Downtown Express
July 25, 2012
Petition for monument to honor those killed by Ground Zero toxins
A Downtown resident has started an online petition urging authorities to build a free-standing monument on the National September 11 Memorial and Museum Plaza to honor first responders and cleanup workers who have died from inhaling toxins at Ground Zero.
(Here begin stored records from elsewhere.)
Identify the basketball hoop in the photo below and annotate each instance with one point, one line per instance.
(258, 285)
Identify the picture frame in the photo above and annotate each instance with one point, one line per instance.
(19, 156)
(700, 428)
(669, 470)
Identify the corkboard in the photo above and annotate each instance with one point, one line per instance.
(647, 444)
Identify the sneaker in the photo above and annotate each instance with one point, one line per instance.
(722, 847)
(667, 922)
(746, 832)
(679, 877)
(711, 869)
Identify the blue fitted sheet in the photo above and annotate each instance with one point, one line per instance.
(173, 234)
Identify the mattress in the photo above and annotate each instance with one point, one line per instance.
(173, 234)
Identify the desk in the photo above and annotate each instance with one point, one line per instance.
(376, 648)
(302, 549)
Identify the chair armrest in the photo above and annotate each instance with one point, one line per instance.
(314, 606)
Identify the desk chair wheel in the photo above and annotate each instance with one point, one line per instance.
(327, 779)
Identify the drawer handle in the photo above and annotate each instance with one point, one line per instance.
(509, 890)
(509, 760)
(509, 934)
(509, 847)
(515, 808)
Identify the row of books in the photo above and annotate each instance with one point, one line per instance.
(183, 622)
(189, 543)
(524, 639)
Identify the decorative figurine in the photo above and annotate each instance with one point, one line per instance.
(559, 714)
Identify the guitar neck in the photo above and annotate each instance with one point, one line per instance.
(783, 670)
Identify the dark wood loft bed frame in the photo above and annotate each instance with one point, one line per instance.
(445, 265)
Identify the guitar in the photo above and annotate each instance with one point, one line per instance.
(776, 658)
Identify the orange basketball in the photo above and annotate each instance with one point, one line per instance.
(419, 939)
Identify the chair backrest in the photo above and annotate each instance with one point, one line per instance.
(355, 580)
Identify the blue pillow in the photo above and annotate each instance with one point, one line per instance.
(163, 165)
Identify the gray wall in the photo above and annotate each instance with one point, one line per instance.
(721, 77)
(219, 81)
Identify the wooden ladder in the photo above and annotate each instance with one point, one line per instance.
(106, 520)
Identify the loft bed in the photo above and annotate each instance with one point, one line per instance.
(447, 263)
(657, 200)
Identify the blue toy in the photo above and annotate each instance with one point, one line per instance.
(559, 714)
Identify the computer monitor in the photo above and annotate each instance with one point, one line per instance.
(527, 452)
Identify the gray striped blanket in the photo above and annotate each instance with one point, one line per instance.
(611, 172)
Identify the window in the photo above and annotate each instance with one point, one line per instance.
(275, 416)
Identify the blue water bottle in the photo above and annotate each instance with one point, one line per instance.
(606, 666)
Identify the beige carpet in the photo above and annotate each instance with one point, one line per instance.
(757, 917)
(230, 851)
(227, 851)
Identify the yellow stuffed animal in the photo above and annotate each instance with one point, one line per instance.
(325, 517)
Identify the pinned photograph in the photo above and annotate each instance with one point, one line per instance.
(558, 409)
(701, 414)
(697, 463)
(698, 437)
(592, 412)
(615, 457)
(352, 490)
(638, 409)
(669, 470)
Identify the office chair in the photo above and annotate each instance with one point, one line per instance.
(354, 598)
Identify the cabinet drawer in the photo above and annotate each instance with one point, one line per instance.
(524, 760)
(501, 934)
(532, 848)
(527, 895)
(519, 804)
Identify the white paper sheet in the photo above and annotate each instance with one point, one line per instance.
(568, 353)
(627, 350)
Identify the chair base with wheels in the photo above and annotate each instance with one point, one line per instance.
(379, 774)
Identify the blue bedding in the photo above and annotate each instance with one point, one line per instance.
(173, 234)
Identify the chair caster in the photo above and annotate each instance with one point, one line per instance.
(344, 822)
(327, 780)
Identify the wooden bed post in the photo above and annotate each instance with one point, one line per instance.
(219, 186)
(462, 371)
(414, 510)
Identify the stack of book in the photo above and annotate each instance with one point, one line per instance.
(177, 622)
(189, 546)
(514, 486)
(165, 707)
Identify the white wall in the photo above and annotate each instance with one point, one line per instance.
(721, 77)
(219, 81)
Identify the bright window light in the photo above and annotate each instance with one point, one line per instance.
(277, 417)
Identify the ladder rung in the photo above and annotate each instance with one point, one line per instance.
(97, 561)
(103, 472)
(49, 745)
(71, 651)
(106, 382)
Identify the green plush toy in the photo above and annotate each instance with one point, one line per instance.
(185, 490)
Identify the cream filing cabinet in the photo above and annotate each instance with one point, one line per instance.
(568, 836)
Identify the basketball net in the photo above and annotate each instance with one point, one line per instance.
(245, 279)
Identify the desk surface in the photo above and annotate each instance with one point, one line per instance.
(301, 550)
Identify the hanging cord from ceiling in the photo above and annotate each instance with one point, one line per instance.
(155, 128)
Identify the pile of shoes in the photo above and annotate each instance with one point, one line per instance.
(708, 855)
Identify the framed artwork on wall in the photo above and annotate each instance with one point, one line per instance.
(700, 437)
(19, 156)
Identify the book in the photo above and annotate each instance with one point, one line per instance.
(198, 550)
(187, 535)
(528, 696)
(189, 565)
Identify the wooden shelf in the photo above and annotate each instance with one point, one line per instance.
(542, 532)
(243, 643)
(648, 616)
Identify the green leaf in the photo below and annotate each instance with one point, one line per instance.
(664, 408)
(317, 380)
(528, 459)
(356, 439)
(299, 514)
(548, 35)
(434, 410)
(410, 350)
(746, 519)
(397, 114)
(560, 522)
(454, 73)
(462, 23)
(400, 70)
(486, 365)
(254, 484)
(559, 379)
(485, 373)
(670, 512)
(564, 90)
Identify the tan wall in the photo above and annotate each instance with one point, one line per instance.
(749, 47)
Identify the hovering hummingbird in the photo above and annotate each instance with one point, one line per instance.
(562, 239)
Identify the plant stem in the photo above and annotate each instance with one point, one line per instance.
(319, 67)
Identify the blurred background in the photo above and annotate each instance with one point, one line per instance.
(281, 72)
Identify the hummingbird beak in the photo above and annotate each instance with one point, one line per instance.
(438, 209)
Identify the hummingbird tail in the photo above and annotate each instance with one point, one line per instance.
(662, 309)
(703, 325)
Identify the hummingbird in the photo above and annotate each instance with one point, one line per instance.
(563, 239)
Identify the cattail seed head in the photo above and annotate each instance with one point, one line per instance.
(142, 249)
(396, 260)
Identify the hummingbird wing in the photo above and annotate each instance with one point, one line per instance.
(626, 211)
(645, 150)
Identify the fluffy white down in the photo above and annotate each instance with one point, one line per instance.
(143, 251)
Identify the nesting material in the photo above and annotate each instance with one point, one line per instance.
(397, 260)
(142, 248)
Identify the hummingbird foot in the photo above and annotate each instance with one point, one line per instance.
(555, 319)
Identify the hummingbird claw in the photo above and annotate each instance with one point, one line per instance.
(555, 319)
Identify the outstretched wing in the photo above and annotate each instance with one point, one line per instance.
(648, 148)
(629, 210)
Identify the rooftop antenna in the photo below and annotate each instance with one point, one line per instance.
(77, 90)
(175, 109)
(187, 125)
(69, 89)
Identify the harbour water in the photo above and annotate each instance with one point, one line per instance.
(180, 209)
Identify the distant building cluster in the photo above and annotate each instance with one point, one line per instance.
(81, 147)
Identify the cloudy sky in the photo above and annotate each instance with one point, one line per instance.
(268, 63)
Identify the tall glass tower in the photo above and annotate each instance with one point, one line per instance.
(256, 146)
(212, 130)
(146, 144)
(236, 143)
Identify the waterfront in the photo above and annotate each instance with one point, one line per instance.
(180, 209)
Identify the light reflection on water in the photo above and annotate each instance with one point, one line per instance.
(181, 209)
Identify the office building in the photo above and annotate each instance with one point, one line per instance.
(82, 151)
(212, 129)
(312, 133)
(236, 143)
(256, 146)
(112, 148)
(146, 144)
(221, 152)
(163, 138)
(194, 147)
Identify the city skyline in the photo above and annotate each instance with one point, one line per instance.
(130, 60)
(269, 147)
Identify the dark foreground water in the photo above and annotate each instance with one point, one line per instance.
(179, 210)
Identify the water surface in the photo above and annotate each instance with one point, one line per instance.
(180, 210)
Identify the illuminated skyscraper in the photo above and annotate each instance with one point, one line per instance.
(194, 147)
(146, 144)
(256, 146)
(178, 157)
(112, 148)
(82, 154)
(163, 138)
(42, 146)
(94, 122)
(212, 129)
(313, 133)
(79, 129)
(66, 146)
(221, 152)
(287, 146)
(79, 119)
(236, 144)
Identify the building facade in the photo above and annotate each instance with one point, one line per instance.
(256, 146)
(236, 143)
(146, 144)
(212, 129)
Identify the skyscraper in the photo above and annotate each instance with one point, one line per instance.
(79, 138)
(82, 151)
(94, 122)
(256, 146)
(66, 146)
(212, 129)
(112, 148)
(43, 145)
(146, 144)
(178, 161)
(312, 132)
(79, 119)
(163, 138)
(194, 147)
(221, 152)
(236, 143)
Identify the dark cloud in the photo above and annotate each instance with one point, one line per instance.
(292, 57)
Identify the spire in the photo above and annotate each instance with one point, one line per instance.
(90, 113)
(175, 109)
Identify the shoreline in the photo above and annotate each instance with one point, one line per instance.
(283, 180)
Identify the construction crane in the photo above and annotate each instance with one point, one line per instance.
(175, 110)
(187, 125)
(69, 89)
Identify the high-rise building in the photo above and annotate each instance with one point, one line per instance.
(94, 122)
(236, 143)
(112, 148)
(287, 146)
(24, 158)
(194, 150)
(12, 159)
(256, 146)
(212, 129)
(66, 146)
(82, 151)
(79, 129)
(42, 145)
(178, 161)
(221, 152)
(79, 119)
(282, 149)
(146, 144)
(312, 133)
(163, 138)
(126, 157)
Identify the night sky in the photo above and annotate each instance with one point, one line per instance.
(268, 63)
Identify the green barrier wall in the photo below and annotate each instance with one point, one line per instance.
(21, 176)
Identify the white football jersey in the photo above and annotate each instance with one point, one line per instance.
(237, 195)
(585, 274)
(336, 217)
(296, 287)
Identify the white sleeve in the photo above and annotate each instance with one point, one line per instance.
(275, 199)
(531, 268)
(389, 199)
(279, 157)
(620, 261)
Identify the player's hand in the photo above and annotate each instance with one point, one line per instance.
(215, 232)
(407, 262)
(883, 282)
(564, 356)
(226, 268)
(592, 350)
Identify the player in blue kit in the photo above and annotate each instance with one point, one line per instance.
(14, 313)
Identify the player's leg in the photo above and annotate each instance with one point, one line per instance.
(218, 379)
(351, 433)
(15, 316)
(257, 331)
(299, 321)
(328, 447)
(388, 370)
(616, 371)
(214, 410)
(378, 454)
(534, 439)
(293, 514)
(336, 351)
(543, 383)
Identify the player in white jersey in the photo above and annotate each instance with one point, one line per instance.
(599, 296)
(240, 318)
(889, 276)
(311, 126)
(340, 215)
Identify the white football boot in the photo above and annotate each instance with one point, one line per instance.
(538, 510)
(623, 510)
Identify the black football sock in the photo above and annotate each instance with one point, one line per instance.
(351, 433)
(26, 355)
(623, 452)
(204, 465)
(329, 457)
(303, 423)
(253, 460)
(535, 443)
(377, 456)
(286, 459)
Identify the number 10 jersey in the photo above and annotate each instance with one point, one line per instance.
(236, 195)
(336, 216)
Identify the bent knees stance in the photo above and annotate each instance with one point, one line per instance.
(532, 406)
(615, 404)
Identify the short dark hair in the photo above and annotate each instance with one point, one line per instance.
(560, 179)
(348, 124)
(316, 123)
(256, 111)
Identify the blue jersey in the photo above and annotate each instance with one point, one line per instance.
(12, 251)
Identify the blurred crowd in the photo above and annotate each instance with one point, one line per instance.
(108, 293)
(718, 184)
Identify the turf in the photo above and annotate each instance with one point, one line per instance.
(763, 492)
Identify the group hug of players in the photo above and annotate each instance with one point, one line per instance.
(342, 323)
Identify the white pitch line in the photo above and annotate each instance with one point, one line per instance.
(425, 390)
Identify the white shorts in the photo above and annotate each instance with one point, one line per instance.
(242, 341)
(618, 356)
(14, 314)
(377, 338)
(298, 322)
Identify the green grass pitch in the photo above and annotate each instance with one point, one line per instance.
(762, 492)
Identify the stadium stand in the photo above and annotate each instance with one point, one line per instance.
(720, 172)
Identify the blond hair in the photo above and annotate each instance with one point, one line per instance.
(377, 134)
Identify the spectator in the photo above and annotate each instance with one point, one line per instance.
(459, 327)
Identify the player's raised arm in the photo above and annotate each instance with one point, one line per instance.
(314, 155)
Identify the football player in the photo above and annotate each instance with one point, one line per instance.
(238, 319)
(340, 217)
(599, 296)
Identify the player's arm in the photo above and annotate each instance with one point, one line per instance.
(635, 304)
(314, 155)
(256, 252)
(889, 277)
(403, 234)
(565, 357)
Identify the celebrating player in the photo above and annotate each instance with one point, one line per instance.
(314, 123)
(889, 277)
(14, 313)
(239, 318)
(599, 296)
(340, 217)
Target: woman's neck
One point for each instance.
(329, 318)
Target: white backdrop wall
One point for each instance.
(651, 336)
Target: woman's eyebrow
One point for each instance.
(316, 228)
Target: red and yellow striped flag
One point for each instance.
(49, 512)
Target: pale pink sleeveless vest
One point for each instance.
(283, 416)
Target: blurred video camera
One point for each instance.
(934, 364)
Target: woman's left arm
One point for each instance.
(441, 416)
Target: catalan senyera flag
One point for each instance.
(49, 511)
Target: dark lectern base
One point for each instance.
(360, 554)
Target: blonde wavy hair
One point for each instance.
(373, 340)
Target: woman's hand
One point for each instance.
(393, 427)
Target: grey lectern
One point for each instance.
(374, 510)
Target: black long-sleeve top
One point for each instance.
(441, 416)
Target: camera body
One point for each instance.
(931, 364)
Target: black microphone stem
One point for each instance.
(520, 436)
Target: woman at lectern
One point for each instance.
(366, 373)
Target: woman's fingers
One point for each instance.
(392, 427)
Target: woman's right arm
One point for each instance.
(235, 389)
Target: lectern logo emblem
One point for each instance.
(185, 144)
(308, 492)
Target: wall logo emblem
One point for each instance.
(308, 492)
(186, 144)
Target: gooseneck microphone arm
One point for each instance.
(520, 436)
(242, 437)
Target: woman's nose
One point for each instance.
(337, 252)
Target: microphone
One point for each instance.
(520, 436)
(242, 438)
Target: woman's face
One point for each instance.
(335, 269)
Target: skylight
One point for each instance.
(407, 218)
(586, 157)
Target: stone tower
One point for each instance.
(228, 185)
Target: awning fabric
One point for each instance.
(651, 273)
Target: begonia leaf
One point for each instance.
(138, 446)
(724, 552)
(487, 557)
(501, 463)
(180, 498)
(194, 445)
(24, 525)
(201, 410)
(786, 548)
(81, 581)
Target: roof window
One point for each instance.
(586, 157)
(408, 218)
Allan Tannenbaum, 67, a Community Board 1 member and photojournalist from Tribeca, created the petition in late May after years of advocacy for those affected by 9/11-related toxins. His photo story “Still Killing,” published in TIME Magazine in 2006, documented cases of emergency and clean-up workers who were suffering from cancers and other incurable diseases years after the terrorist attacks, and who Tannenbaum said are often overshadowed by those who died on 9/11.
The 9/11 Memorial has plans to include an exhibit on those who’ve died from toxins once it opens to the public.
Tannenbaum — who was a member of C.B. 1’s now-defunct World Trade Center Redevelopment Committee — said that when, during a committee meeting, he once asked 9/11 Memorial President Joe Daniels why the exhibit couldn’t be turned into its own monument on the Plaza, Daniels told him that it was because some Ground Zero workers have died from causes unrelated to toxins.
“But an exhibit just isn’t enough because of the awful illnesses and deaths that these people and their families have gone through,” said Tannenbaum. “I don’t think that we should kill the whole idea just because there might be a handful of names on that wall who didn’t die from 9/11 toxins.”
The petition, which had gained more than 230 online signatures by press time, can be found at www.change.org.